For most brands, marketing doesn’t follow a single stream. You might have dozens of simultaneous campaigns running, but which of these is actually driving revenue? Sure, some might demonstrate stunning click-through numbers, but that doesn’t always translate directly into a sale.

Even when they do generate a sale, that’s a short-term measurement that doesn’t tell the whole story of campaign performance. You don’t just want marketing that gains a single conversion. You want marketing that builds relationships, engages with customers and ultimately, makes more money for your business.

That is where lift or incremental analysis comes into play.

Lift Analysis: Explained

Lift analysis doesn’t just look at performance as an isolated number. With lift, you compare a specific metric to the baseline performance. For example, you can see improvement in re-engagement using a specific campaign. But, you can see that performance compared to a control group, giving insight into actual performance. This helps eliminate coincidental campaigns that deliver shorter-term value, or spikes that are unrelated to your marketing efforts.

By using a control group that doesn’t see the new campaign materials, you can make direct comparisons about performance, and get a better idea of where to focus your mobile marketing in the future.

Lift Analysis in the Real World

In-app marketing drives engagement, but not all messaging shows the same results. When done well, this strategy boosts revenue, but some messaging can actually cause a downturn if not managed properly.

That’s why lift analysis uses A/B testing to determine the best ways to engage with existing and previous users. Just remember that a control group is an essential part of actually measuring impact. Here are a few examples.

If you have an upcoming sale, you might run an ad that offers a 25% discount. When using lift analysis, you’ll have a control group that doesn’t get the special offer, one group that receives the offer using one message, and another group that gets the same offer using different messaging.

Control group: no message

Group A: Grab your favorite pair of winter boots at 25% off with this code: SAVE25. Don’t miss out on your size and treat yourself.

Group B: Pull on a new pair of cozy winter boots and spend less with code HAPPY25. Update your wardrobe or grab the perfect gift to finish up your holiday list. Shop now!

If the control group demonstrates a conversion rate of 3%, that’s your baseline. If your messages don’t generate more conversions, they aren’t doing their job. Plus, you need to generate significant lift to make up for the lower margin.

When you look at the analytics, maybe Group B outperforms group A. You could see a conversion rate of 12% on the Group B message. If Group A is only performing at 2.5%, that means it isn’t hitting the target and you can drop it.
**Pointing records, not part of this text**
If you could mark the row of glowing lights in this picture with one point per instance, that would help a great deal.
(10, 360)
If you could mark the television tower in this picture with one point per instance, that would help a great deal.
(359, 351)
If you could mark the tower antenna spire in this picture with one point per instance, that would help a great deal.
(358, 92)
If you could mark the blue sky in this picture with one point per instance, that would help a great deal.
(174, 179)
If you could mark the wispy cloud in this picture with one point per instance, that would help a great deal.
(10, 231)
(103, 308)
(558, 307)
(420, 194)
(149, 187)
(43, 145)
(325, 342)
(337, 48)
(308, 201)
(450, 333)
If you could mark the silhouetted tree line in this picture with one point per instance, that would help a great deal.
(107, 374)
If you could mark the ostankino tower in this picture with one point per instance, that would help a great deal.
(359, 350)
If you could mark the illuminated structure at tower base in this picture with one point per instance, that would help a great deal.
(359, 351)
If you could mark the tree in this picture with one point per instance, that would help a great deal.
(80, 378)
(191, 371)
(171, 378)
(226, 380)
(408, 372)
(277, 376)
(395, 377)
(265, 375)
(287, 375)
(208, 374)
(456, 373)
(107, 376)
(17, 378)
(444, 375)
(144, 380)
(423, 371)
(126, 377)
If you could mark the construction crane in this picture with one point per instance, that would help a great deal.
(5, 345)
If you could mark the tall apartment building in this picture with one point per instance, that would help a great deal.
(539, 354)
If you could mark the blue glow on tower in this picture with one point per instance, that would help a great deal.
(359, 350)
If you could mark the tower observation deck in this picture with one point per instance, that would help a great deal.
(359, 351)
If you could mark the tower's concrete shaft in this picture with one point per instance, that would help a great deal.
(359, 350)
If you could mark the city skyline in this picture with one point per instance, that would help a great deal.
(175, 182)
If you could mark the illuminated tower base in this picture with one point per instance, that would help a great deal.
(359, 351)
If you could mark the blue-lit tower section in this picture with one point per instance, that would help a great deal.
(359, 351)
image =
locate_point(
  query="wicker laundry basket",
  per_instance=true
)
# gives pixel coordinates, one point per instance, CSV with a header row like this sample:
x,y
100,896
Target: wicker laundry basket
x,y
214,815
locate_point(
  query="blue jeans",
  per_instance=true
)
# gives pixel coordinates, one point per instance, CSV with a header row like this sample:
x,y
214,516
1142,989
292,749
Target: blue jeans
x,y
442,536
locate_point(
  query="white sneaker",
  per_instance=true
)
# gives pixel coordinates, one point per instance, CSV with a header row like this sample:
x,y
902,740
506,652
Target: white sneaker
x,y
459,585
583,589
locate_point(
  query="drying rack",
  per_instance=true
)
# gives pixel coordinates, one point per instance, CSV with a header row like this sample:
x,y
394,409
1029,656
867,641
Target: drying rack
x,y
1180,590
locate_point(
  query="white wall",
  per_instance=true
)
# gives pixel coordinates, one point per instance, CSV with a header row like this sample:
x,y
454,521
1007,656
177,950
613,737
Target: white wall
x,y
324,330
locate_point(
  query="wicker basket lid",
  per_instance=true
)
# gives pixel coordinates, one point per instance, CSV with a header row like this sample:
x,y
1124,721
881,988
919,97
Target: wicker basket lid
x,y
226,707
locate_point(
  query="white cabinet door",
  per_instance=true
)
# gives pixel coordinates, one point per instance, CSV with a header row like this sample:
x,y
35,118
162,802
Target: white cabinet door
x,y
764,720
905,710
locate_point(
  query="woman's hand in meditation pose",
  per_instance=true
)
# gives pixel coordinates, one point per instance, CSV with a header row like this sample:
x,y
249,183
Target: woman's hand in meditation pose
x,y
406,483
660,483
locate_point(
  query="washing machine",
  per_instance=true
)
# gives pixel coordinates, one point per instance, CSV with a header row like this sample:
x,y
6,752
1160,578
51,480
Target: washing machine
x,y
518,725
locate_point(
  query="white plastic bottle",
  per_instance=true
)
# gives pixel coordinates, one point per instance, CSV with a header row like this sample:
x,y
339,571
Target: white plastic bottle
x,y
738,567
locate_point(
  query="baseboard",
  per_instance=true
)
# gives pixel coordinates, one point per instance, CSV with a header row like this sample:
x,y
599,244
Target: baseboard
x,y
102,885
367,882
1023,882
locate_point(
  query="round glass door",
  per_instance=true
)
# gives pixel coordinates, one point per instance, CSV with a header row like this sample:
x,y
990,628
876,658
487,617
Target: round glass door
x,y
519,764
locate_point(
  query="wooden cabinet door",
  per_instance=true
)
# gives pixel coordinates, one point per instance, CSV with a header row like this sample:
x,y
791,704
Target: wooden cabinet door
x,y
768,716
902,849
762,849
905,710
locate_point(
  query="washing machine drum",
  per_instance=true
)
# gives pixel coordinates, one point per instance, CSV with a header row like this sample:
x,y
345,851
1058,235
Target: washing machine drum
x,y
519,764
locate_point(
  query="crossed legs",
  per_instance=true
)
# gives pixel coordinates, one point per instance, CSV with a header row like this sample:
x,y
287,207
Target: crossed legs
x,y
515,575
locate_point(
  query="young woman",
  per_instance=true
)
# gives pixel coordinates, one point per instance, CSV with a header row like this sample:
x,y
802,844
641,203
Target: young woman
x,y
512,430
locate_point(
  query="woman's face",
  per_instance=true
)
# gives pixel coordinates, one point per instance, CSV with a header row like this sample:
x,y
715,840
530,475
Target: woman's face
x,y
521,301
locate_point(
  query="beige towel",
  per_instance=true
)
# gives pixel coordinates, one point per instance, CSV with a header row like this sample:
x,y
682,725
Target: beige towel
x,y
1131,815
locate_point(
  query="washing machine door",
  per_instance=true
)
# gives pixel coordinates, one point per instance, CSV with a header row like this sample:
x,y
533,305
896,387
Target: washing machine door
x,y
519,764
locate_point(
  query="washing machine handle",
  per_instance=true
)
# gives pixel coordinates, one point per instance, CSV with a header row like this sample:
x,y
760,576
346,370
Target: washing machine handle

Remember to Take Your Time

However, before you make any concrete decisions, remember that performance is rarely static. If you only measure the impact for a single day, you are unlikely to get real, usable data. Lift is only a measurable phenomenon over time.

Group B might outperform Group A over the first couple of days, but what about the next two weeks? For actionable information, you need to give your testing enough time to remove spikes and smooth out the growth curve.

Key Takeaways

No two mobile marketing campaigns deliver the same value, so it is important to get under the hood and take a deep dive into performance. Simply generating clicks doesn’t do much for your bottom line. When measuring actual value for your business, you want metrics that demonstrate the ability to drive real revenue. You want lift analytics and continual incremental testing to add value to every campaign. Plus, lift analytics are an important element to predictive analytics, which is the next-gen for modern businesses. Not just reacting to changes, but anticipating changes and taking proactive steps.